The Shach in Yoreh Deah (281/6) cites an interpretation of the Rif and 
the Rosh that women may write a sefer torah, which he finds 
inconclusive.  The Sulchan Aruch (Y.D. 285) says women may not write 
one (like the Rambam).

2)  Tefillin - Women are exempt from tefillin, as it is compared (in 
kriyat sh'ma) to talmud torah.  As a matter of fact, tefillin serves as 
the the main source that women are exempt from time-related mitzovt 
(see Kidushin 34a).  It is derived from this exemption that women can 
not write tefillin (see Gittin 45b).

3)  Mezuza - Women are obligated in mezuza (Brachot 20), yet the gemara 
cited above (Gittin 45b) says they may not write mezuzot.  Although 
this is codified in the Rambam (Tefillin 1,13), it seems strange (see 
the previous discussion of sefer torah) that women are obligated to do 
the mitzva but cannot write a mezuza.  If the mitzva is to put up a 
mezuza (and writing it is only a hechsher mitzva) it could be 
understood.  The Rambam apparently maintained that the mitzva is to put 
it on the house rather than write it (see Mezuza 5,7, that one makes 
the bracha when one affixes the mezuza, but not when one writes it).  

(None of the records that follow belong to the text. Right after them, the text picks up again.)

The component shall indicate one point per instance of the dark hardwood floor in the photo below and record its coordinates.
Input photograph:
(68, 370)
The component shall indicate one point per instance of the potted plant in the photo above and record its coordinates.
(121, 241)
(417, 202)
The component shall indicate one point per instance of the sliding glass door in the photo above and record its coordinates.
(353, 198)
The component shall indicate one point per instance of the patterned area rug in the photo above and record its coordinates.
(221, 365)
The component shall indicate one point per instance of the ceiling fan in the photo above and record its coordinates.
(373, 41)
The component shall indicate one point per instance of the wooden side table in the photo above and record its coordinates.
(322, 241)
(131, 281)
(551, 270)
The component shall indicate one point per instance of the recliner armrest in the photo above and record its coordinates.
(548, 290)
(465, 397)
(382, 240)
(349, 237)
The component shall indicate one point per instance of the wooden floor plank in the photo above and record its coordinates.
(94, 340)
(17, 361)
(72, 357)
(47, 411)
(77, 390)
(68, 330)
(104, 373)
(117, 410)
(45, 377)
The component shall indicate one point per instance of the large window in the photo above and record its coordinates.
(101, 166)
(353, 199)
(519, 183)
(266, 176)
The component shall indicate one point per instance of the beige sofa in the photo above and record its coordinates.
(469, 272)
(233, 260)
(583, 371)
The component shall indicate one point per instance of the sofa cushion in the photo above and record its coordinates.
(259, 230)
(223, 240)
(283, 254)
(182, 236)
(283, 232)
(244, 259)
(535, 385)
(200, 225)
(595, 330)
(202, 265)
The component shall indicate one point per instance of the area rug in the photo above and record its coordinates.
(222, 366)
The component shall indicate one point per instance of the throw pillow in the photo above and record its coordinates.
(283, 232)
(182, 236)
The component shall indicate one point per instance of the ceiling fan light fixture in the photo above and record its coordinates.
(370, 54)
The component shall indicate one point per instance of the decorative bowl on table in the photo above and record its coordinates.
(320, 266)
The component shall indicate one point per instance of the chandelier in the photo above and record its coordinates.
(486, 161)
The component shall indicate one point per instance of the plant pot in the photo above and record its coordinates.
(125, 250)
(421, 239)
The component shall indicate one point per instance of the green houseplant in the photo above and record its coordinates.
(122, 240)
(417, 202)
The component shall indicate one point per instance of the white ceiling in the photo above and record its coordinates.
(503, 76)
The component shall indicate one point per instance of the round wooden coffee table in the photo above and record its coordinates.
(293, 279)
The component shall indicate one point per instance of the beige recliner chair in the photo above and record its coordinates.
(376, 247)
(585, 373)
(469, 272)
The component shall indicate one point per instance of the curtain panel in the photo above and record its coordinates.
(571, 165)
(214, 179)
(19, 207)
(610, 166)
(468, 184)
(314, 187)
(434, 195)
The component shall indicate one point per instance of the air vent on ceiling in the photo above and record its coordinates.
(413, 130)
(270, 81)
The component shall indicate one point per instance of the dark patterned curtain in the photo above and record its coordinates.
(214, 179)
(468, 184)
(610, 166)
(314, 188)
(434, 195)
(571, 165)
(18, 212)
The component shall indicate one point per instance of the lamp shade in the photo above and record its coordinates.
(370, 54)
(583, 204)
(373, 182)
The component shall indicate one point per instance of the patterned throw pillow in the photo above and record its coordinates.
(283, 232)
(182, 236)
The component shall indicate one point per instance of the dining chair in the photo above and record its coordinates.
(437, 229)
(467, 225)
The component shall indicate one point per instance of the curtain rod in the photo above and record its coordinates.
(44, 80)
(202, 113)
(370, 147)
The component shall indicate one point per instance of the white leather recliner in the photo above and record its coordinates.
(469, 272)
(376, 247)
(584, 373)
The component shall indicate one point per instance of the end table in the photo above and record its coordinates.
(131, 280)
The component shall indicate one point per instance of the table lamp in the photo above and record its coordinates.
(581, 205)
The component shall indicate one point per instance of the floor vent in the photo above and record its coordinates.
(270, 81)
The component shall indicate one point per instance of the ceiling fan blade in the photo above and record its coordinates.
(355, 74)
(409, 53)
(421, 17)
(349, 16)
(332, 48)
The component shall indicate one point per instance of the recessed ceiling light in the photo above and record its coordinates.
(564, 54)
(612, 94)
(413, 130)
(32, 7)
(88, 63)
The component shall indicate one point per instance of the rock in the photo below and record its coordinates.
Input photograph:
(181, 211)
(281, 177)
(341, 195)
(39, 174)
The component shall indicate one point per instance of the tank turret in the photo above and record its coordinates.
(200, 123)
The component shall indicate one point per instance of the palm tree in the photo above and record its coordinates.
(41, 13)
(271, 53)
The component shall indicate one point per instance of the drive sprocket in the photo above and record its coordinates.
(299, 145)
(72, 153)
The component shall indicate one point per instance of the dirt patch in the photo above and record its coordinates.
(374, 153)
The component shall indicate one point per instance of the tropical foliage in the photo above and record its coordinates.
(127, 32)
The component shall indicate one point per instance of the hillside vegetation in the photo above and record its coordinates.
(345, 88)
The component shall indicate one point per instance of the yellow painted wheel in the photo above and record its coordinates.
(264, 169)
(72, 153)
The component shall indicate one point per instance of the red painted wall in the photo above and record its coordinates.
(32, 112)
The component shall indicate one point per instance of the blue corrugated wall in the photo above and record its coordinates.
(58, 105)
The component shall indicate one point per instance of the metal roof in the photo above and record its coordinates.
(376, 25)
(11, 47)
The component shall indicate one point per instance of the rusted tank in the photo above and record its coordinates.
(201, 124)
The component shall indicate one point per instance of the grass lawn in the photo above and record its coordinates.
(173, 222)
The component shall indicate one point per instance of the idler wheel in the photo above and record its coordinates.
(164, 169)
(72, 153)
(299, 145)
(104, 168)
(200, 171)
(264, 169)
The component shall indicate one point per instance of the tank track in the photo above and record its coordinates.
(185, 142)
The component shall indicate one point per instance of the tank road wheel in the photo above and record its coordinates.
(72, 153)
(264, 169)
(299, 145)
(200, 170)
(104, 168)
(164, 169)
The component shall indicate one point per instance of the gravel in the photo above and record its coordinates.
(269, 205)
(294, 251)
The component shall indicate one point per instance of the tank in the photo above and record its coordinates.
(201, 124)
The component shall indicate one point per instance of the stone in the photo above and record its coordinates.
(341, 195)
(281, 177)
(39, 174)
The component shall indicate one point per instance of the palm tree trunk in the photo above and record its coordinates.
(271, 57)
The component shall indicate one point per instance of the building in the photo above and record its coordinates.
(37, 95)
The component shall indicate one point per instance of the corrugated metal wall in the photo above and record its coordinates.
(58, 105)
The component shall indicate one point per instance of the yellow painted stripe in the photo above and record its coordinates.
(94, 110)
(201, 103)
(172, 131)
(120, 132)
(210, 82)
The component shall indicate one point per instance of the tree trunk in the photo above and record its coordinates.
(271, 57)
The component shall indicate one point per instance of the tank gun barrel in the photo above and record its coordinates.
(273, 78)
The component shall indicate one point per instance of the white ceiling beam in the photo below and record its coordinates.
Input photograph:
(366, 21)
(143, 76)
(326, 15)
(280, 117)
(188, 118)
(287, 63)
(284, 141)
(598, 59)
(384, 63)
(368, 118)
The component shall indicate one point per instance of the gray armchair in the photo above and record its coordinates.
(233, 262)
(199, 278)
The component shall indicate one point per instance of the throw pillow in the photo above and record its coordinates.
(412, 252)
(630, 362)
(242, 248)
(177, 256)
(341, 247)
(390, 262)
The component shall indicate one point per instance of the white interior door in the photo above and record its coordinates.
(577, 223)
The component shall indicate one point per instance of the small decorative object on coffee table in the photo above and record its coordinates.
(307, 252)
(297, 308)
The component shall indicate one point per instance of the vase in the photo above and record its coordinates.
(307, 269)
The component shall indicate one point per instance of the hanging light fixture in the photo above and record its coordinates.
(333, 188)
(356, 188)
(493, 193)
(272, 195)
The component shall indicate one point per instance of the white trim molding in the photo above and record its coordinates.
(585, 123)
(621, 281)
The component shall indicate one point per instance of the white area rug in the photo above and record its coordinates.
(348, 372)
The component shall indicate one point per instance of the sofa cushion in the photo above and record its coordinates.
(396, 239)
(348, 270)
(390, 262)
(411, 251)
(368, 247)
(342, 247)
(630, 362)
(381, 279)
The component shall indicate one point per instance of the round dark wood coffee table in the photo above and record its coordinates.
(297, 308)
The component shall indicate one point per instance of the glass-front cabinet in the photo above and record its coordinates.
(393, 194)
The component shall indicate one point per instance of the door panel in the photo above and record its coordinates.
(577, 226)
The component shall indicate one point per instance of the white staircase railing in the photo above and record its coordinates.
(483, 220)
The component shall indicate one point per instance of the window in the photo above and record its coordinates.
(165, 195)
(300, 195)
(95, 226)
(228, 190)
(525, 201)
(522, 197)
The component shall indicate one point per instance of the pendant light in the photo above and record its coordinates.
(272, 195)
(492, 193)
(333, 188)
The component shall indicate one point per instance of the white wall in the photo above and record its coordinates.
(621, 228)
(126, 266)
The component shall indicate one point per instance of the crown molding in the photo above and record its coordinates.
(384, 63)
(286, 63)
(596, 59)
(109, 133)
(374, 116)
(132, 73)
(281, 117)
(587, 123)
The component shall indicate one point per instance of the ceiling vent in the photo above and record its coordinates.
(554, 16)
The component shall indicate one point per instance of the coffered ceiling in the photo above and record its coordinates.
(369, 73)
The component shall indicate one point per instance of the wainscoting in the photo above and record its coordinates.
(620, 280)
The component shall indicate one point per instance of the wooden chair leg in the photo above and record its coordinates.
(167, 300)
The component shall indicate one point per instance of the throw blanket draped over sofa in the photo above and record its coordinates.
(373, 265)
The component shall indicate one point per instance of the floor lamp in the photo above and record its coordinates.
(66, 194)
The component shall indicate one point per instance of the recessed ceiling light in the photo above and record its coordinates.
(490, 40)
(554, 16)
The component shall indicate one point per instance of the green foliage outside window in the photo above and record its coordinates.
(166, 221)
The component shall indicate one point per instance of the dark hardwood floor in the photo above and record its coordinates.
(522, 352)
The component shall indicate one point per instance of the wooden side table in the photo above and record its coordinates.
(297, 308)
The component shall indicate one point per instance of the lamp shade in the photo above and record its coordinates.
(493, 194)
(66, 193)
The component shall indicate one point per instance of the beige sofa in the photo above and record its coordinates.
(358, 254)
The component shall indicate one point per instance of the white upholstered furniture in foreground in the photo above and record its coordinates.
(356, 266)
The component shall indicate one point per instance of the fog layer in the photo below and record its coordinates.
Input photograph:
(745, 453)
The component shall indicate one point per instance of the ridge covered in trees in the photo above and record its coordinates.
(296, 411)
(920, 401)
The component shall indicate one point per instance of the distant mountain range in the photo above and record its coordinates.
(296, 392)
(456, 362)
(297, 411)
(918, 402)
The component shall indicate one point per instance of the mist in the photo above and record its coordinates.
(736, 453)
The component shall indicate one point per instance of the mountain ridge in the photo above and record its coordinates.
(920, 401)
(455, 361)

Although the Tur cites the gemara in Gittin that women cannot write 
tefillin, he does not say that women cannot write mezuzot (see the 
Shach cited above).  It is possible that he thought that the mitzva is 
to write a mezuza (see the introduction to Yoreh Deah 285 - " it is a 
mitzva to write and affix...", and therefore if women are obligated in 
that mitzva they must perforce be allowed to write a mezuza.